店内には小さなカウンター、奥にはテーブル席。ところどころに綺麗な雑貨や装飾が飾られていおり居心地が良い。

お店の隣にある「橙書店」という小さな本屋も同じ店主さんが経営されている。

そのorangeにかわいい猫がいるという噂を聴きつけ訪れたのはもう8年前だろうか。

"しらたま"というその名の通りの白い猫が、雑貨の布小物の上ですーすー眠っていた。

直感。あ、とても素敵な猫だ、僕は心を撃ち抜かれてしまった。絶対にまた来よう、こうしてorangeへ通う日々が始まった。

しらたまちゃんは気品があって落ち着いている。嬉しそうに珈琲を飲んでいるお客さんには明るい表情を、悲しくちびちびビールを手酌してる人には静かに寄り添う。まるで人の心がわかっているようだ。

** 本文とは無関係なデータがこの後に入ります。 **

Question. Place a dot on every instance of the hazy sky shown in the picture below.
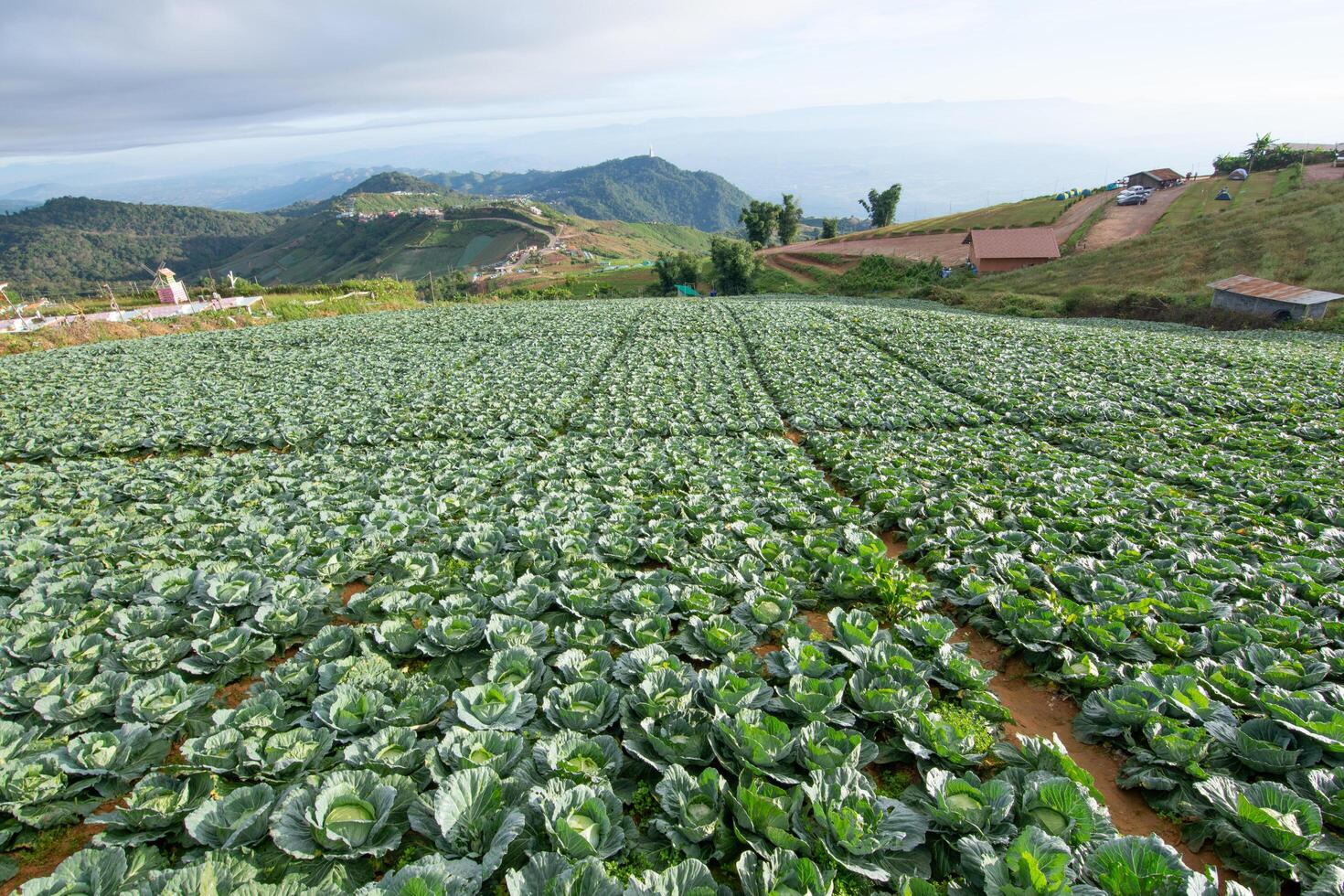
(89, 76)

僕は店主さんに気づかれないように、しらたまちゃんにボソボソと悩み事を打ち明けていた。

しらたまちゃんは、そうだね、わかるよわかる、という表情をして話を聞いてくれた。

バーのマスターみたいだ。ちなみにどんな悩みだったかは秘密だ。

そんな完璧にも見えるしらたまちゃんにも苦手なものがある。それを知ったのは大きな祭りの日。中心街一帯には太鼓の音が大きく響いていた。

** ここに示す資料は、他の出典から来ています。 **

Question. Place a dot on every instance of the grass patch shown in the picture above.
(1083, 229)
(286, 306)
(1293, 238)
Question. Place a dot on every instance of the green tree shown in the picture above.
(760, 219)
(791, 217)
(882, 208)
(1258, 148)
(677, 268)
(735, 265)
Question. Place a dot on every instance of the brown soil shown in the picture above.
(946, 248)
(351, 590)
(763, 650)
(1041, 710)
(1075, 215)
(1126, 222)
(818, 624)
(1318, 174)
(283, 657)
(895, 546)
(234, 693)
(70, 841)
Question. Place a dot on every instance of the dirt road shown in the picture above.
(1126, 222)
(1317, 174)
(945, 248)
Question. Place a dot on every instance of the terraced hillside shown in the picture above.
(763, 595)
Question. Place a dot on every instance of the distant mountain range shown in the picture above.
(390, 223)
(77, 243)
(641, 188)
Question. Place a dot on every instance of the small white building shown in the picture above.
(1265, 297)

orangeを訪れるとしらたまちゃんがいない。店主さんに聞くと太鼓の音にひどく驚いていたそうで…つまり今日はお休みだそう。ああなるほど、太鼓の音か。たしかに雷鳴の様なあの音は猫には厳しいものがある。

数日後、久しぶりのしらたまちゃんは普段どおり。僕は珈琲を注文し、店主さんのいない間にヒソヒソ話。

『太鼓の音、怖かったの?もう大丈夫だよ、お祭りはお終い』

そう話しかけると…なぜかプイッと横を向き奥のテーブル席の方へ行ってしまった。

おーい…ああ、どうやらプライドを傷つけてしまったらしい。その日から、しばらくしらたまちゃんに無視されてしまった…ごめんよ。

そんな楽しい思い出が詰まったorangeだが、熊本地震で移転を余儀なくされてしまう。しらたまちゃんも地震が怖かったそうで、しばらく姿を隠してしまったそうだ。

そして。

とてもお洒落で綺麗な新"orange"。しらたまちゃんは"会長"としてたまに"重役出勤"しているそうだ。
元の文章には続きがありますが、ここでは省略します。